Orphans and adult refugees often arrived at Near East Relief stations dressed in scavenged rags. In the United States, local volunteers organized daylong campaigns to gather used clothing for shipment overseas. Bundle Day volunteers gathered sacks of sturdy clothing and shoes, which were then sorted based on gender and age. “The Bigger Your Bundle, The Bigger Your Heart” was a popular Bundle Day slogan.
"A Pound a Person"
Bundle Day committees usually included an executive from a local department store and at least one local politician. These prominent townspeople encouraged households to donate one pound of clothing per family member. Newspaper editors reminded readers that warm clothing was a matter of life and death for the “near-naked of the Near East.”
Fraternal organizations like the Knights of Columbus and the Rotary Club used their strong community ties to find volunteer laborers.
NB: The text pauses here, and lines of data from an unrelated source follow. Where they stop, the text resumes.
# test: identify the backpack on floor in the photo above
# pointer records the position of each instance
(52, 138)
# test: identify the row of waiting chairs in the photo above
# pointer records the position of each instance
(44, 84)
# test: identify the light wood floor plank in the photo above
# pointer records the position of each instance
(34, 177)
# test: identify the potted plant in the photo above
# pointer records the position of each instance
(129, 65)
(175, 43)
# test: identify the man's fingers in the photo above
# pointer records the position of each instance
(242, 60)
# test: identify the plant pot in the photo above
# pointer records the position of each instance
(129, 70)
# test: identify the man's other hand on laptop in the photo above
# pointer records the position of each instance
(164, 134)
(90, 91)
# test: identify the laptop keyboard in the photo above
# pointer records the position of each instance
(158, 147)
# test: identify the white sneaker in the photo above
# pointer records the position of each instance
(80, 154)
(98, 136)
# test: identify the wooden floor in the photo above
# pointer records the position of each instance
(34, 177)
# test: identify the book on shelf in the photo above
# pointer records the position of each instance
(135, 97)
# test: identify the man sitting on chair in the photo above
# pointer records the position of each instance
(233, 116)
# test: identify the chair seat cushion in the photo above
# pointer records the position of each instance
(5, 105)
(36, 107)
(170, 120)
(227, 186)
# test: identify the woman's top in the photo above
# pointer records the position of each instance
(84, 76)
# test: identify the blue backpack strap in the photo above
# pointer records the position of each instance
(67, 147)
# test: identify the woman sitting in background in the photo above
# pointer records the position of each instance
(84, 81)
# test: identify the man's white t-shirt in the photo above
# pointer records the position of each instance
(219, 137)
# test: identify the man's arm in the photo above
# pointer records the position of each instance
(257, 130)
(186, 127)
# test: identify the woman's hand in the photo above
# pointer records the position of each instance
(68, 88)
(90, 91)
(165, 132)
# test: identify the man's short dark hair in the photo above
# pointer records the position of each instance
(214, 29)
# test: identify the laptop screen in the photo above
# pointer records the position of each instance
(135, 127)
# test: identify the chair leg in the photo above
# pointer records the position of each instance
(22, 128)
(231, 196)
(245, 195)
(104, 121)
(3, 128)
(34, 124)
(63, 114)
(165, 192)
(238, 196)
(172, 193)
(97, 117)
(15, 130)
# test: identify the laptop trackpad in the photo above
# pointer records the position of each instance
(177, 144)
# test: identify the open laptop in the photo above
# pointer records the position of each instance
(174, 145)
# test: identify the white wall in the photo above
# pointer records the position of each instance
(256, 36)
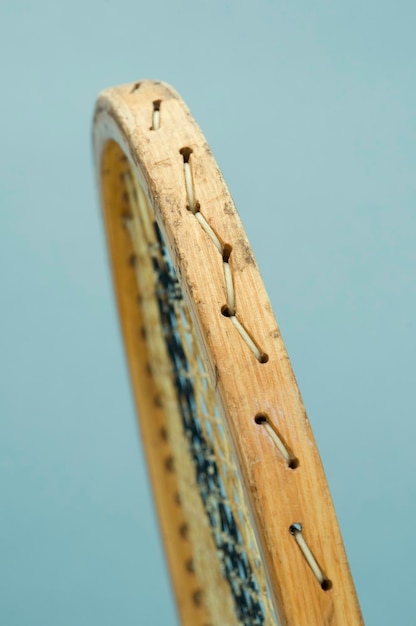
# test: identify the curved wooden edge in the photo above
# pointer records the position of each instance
(280, 496)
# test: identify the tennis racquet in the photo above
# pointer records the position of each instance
(246, 516)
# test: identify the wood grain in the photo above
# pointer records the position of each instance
(278, 495)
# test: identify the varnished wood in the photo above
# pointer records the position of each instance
(279, 496)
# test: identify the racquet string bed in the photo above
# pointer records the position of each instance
(225, 550)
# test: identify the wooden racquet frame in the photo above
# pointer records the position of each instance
(157, 176)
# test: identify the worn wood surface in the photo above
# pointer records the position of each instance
(279, 495)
Local businesses donated delivery trucks for the day to pick up bundles from people’s homes and transport them to the sorting station.
Bustling Bundle Day Stations
The Boy Scouts of America played an important role at Bundle Day stations (usually a school or fire station). Scouts answered phones, accepted bundles, sorted mountains of clothing, and performed odd jobs.
It was common to have a well-known local society woman preside over the Bundle Station to lend an air of importance to the day’s activities. Bundle Day volunteers gently reminded well-intentioned donors that formal attire and high-heeled shoes were not needed in the Near East. Sturdy shoes and boots, winter coats, thick stockings, and warm clothes were in high demand.
Flyers described Bundle Day as an excellent opportunity for housewives to rid their homes of unused clothing. Brochures proclaimed that all American clothing, no matter how old and unfashionable, was in style in the Near East.
New Homes for Old Clothes
Once the bundles arrived in the Near East, refugee women employed as seamstresses made any necessary repairs prior to distribution. Skilled workers could convert one adult garment into several children’s garments. Heavily damaged clothing could be unraveled and used to weave carpets for use or sale.
World War I and the Genocide had destroyed the textile industry and devalued currency in the Near East. Near East Relief often paid adult refugee workers in clothing and food rather than currency. While the value of money could change dramatically from one day to the next, the value of food and clothing was constant and immediate. At one point, Near East Relief even paid the rent on the orphanage buildings in Alexandropol with bales of American clothes!
Bundle Day tags were distributed throughout towns and cities. All bundles were shipped to Brooklyn, NY, where they were loaded onto ships bound for the Near East.